Black Slavery, according to William McKee Evans*, was not a Muslim priority stemming from the Quran.
It started to become so when light skinned slaves, very rich in supply up to Muhammed, had become scarce since the permanent state of internal warfare between Arab principalities had ceased with Muhammed.
This means that up to Muhammed, Arabs on the Peninsula had been hunting each other for slaves, much as Negroes in Africa up to Western Colonisation, and sometimes beyond.
This confirms a bit what St Thomas said** about what people were first to examine the credentials of Muhammed as "prophet":
 On the other hand, those who founded sects committed to erroneous doctrines proceeded in a way that is opposite to this, The point is clear in the case of Muhammad. He seduced the people by promises of carnal pleasure to which the concupiscence of the flesh goads us. His teaching also contained precepts that were in conformity with his promises, and he gave free rein to carnal pleasure. In all this, as is not unexpected, he was obeyed by carnal men. As for proofs of the truth of his doctrine, he brought forward only such as could be grasped by the natural ability of anyone with a very modest wisdom. Indeed, the truths that he taught he mingled with many fables and with doctrines of the greatest falsity. He did not bring forth any signs produced in a supernatural way, which alone fittingly gives witness to divine inspiration; for a visible action that can be only divine reveals an invisibly inspired teacher of truth. On the contrary, Muhammad said that he was sent in the power of his arms—which are signs not lacking even to robbers and tyrants. What is more, no wise men, men trained in things divine and human, believed in him from the beginning, Those who believed in him were brutal men and desert wanderers, utterly ignorant of all divine teaching, through whose numbers Muhammad forced others to become his followers by the violence of his arms. Nor do divine pronouncements on the part of preceding prophets offer him any witness. On the contrary, he perverts almost all the testimonies of the Old and New Testaments by making them into fabrications of his own, as can be. seen by anyone who examines his law. It was, therefore, a shrewd decision on his part to forbid his followers to read the Old and New Testaments, lest these books convict him of falsity. It is thus clear that those who place any faith in his words believe foolishly.
Let me highlight:
What is more, no wise men, men trained in things divine and human, believed in him from the beginning, Those who believed in him were brutal men and desert wanderers, utterly ignorant of all divine teaching, through whose numbers Muhammad forced others to become his followers by the violence of his arms.
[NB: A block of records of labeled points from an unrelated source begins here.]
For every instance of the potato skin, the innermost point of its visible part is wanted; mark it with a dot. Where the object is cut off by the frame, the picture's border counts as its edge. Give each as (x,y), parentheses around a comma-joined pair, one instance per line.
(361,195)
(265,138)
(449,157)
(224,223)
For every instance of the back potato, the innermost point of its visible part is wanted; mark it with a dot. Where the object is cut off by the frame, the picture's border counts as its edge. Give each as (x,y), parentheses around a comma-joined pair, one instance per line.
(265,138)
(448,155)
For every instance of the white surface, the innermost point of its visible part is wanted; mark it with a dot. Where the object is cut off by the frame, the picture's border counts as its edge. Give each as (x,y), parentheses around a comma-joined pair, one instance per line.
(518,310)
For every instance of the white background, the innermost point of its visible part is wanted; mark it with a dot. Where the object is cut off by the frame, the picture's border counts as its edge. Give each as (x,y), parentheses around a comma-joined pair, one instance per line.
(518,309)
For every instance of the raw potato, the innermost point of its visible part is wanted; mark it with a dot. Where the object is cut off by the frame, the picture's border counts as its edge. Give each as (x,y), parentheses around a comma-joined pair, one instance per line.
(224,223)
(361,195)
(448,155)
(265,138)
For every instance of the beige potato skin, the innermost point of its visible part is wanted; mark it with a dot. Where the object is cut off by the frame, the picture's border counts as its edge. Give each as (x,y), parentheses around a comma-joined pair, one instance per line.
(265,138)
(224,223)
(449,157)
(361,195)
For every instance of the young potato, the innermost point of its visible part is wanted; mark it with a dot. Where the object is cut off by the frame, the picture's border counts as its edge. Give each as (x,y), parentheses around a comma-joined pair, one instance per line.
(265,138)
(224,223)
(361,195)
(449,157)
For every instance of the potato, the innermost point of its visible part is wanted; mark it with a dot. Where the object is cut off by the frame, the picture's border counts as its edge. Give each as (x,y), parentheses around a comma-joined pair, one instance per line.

Well, if they hunted each other for slaves up to the time of Muhammed, as William McKee Evans* said, then it is not possible to deny they were so.
Not by race, but by the culture in those days indigenous - somewhat like that of Swedes prior to Olof Skjötkonung or perhaps even more like that of Ashantis prior to Brazza.
Hans Georg Lundahl
* Evans, William McKee. "From the Land of Canaan to the Land of Guinea: The Strange Odyssey of the "Sons of Ham"" The American Historical Review 85.1 (1980): 15-43. Web.
** Contra Gentiles, Book I, chapter 6
[quoting paragraph 4], by St Thomas Aquinas, OP.